By The Nation
Arrest warrants were issued yesterday against Ekachai and three other activists, who all participated in a January 27 assembly that also called for the long-delayed election to be held.
They are charged of allegedly breaking the junta’s ban against political gatherings of five or more people, the public assembly bill and sedition. Being found guilty of the last charge could land them maximum seven-year jail terms.
Thirty-nine activists, students and journalists were charged with joining the January assembly but the other 35 have already reported to police and are currently free.
The four, including Ekachai, asked the police to postpone their reports but their calls were rejected, resulting in arrest warrants to be issued.
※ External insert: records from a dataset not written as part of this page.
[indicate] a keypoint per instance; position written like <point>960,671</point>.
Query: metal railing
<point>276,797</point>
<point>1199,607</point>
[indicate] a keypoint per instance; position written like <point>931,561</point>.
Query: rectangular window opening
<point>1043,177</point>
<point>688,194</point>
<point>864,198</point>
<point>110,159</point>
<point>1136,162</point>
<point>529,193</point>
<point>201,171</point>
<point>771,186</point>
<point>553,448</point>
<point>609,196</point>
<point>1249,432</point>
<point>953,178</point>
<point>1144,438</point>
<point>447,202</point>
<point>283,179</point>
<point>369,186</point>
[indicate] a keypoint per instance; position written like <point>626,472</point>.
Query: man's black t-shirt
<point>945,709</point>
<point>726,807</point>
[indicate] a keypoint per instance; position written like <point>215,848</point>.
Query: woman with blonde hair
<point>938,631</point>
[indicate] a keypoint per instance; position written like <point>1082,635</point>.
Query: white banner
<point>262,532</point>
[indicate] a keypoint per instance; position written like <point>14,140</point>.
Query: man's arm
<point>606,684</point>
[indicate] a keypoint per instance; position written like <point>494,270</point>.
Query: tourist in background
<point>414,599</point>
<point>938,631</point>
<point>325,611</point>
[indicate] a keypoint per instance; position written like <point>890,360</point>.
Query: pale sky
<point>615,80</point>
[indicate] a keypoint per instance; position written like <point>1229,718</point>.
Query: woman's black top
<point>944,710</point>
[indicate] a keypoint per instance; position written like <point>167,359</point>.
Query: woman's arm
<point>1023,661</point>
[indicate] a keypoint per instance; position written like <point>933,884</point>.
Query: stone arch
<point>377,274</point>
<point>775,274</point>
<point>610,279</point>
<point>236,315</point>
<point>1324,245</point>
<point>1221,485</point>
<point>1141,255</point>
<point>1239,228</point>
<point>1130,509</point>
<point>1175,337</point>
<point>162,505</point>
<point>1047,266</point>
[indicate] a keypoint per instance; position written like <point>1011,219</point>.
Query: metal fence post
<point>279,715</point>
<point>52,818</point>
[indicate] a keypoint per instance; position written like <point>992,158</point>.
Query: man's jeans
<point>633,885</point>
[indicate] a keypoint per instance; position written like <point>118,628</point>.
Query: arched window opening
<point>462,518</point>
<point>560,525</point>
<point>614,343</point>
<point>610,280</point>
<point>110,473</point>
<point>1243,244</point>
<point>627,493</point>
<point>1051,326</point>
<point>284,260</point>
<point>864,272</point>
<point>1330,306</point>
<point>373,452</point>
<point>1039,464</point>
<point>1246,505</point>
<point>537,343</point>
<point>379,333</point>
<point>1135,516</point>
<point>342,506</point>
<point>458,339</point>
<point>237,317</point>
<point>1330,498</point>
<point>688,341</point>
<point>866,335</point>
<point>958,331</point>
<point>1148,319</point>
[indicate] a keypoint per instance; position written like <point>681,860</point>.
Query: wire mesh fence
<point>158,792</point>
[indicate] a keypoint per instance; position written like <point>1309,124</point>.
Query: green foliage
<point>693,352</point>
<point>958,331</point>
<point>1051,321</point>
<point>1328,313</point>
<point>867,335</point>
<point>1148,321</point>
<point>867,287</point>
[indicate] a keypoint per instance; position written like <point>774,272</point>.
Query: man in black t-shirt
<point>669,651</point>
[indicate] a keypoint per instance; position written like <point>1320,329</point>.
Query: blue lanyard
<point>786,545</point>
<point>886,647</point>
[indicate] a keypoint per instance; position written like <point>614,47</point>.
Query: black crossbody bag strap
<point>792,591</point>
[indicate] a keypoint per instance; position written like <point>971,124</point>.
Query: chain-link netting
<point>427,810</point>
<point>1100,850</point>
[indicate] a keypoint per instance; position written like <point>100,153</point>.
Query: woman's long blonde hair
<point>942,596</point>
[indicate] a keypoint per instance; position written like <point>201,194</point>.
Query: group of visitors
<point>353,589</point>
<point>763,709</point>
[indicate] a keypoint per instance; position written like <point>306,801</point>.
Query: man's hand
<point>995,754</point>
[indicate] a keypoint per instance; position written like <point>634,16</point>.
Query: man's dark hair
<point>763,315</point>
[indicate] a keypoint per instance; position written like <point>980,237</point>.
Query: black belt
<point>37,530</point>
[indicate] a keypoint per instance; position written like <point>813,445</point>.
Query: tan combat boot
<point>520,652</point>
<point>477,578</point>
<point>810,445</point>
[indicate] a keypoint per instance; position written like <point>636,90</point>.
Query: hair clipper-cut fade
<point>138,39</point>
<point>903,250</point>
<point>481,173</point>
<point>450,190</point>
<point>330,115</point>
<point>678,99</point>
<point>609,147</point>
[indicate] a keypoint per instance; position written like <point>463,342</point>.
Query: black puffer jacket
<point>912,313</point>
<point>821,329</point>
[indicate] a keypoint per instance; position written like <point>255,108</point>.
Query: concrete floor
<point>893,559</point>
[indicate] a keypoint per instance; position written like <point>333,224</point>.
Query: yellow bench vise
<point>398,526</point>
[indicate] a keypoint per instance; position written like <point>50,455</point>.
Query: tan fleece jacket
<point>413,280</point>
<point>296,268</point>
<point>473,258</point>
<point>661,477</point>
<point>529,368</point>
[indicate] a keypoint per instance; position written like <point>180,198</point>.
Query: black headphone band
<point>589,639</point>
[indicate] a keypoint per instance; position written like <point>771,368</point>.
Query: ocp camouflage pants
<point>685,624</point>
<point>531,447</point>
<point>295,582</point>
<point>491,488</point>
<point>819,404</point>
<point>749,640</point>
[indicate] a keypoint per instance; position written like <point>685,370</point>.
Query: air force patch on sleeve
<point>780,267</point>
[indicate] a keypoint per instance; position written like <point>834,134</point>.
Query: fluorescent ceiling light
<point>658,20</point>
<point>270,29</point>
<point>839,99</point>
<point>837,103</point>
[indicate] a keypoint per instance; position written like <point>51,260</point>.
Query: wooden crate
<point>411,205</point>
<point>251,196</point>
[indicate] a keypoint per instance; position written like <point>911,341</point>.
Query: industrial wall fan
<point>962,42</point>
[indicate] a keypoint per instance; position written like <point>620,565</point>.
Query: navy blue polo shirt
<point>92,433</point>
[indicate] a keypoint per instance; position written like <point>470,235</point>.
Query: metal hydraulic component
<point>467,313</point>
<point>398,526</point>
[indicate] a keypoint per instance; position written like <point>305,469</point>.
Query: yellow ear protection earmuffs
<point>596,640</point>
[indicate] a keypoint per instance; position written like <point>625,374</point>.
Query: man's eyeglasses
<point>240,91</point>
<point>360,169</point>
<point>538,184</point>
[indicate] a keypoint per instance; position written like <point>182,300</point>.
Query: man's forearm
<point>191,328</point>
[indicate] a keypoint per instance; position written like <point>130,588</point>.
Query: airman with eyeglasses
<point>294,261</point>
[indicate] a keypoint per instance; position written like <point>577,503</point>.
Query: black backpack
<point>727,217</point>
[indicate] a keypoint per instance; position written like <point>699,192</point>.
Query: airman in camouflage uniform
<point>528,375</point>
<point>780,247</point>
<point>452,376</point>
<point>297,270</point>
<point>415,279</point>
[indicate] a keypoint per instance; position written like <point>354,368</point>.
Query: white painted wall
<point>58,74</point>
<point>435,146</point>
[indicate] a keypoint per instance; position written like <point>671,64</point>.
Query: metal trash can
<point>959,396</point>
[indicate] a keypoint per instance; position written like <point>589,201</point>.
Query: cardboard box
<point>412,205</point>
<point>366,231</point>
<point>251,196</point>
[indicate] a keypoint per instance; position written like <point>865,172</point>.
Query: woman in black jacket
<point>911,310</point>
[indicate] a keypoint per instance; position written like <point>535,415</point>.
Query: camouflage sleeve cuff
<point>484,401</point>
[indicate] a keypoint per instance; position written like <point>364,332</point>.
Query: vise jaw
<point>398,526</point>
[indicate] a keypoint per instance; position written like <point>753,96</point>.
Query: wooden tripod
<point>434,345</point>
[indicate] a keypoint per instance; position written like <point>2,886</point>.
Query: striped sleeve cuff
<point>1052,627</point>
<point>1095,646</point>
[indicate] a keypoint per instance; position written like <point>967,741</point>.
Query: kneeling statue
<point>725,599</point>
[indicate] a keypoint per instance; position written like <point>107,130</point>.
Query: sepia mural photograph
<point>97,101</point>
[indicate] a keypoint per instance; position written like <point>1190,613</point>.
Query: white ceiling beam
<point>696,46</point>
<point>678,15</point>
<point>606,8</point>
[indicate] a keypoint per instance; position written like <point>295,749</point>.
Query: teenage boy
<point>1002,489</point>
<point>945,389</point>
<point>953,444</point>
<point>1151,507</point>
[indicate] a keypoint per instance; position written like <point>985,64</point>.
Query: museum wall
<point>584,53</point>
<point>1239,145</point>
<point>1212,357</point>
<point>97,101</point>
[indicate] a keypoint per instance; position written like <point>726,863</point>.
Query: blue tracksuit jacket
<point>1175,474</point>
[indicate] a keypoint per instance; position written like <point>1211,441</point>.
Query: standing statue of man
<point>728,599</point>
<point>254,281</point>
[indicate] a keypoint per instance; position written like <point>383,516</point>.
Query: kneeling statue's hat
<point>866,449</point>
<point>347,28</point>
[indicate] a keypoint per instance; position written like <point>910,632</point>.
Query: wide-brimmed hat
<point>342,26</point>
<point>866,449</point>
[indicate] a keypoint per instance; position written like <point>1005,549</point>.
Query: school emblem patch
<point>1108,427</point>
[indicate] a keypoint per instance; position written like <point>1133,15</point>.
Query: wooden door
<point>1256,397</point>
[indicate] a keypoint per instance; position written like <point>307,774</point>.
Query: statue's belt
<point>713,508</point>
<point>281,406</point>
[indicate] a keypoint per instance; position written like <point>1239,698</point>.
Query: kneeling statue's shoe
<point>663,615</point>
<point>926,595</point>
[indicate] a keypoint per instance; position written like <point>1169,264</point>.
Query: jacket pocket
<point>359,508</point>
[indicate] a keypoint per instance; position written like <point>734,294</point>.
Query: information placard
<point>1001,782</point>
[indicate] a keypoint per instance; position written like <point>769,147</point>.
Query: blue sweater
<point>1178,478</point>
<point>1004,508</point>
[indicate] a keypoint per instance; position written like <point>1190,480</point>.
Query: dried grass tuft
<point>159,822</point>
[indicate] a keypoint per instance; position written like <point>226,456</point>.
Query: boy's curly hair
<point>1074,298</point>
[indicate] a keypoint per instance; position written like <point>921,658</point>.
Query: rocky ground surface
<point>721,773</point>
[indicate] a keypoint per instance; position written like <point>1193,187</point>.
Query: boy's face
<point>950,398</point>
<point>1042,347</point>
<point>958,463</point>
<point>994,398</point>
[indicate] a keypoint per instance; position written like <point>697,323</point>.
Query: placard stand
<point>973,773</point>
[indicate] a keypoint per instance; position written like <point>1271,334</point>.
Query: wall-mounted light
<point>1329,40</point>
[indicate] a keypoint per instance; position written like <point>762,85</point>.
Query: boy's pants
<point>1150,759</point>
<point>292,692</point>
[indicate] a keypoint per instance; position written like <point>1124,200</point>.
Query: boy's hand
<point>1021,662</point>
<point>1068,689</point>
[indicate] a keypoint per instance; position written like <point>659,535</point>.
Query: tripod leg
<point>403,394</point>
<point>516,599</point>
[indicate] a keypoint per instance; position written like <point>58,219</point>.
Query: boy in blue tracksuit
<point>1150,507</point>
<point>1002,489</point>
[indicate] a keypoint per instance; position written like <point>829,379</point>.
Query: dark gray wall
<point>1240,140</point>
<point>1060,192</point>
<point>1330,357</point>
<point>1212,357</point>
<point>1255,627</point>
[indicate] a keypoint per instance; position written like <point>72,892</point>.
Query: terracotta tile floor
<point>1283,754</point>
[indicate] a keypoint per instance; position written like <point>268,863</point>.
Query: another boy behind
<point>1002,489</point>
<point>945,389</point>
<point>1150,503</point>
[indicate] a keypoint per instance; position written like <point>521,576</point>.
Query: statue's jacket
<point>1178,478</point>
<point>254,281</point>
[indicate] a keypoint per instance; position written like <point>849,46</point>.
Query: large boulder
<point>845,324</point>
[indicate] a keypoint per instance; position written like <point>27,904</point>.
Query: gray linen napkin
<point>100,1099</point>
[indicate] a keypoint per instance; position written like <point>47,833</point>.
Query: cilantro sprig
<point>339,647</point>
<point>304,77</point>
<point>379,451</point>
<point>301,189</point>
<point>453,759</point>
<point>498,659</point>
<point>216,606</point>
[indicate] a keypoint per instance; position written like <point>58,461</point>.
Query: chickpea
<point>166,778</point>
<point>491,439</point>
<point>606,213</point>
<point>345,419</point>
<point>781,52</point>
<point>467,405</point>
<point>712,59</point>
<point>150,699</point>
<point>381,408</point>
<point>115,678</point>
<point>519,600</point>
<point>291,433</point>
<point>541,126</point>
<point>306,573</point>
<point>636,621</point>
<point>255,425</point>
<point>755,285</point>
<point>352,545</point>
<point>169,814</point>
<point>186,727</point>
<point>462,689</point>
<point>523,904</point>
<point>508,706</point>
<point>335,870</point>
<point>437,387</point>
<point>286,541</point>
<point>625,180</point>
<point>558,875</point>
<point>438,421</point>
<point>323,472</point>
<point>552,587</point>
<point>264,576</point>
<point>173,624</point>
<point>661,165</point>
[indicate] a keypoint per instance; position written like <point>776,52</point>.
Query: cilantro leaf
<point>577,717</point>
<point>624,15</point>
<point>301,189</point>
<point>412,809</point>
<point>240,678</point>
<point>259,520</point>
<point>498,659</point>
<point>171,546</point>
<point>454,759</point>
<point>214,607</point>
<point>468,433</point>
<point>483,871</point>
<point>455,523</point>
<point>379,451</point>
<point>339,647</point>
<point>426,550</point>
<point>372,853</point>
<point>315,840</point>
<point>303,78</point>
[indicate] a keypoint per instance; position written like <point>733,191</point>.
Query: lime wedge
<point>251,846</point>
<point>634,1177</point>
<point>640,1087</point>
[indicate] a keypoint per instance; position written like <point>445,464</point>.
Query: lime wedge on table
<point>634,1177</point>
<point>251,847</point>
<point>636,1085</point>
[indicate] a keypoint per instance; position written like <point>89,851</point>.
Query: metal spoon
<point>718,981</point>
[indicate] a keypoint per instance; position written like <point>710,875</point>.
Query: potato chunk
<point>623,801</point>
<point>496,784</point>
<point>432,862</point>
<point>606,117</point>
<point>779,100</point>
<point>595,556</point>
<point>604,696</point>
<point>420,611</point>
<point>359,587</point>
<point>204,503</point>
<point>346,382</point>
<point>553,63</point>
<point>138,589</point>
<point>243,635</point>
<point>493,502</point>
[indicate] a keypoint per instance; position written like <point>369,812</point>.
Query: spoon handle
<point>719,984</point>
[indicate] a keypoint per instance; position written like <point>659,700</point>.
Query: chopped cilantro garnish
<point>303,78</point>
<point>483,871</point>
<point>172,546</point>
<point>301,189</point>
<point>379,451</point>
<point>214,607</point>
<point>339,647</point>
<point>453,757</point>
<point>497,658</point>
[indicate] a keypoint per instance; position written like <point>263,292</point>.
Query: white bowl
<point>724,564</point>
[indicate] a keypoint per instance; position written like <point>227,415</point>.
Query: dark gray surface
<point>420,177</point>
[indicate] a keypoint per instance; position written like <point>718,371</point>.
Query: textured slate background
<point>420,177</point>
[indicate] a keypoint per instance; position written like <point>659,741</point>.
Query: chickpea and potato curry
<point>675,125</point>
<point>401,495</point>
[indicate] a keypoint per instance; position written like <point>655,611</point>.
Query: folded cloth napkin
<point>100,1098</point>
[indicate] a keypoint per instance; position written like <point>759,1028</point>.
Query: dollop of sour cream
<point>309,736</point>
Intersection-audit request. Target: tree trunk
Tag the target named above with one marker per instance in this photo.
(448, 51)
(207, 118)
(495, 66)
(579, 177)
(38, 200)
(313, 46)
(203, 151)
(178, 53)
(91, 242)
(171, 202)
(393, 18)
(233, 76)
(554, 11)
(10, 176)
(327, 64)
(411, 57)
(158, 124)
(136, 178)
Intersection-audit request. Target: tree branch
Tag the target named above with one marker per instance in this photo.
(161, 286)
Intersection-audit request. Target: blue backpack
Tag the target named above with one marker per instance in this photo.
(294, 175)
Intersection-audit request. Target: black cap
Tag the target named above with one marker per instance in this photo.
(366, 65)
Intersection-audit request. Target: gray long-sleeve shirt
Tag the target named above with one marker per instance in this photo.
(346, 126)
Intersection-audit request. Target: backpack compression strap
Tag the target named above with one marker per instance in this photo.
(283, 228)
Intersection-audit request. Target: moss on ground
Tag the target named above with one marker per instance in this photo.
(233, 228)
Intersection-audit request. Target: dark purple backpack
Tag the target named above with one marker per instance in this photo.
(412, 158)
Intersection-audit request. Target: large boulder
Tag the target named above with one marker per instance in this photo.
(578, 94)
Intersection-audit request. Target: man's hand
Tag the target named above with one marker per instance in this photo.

Ekachai stood firm that he would deny all charges, as he believed that his actions did not break the law.
The other wanted activists – Rangsiman Rome, Sirawit Serithiwat and Anon Nampa – have declared that the will join the assembly to be held at Democracy Monument on Saturday afternoon despite being pursued.
Democracy Restoration Group, one of key organisers, has told participants to bring food, water, dust masks and roses to the event.
“We don’t have funding to prepare food for everyone,” Rangsiman said. “This is low-scaled event, yet should be made loud enough to address our agenda to call for an election.”
The area around the monument, meanwhile, has been surrounded by decorative plants and portable fences put up by the Bangkok Metropolitan Administration on Friday night. It has been suggested that filling up the area around the monument is part of police measures to cope with the assembly.
Police have said they will immediately arrest the three wanted figures once they show up.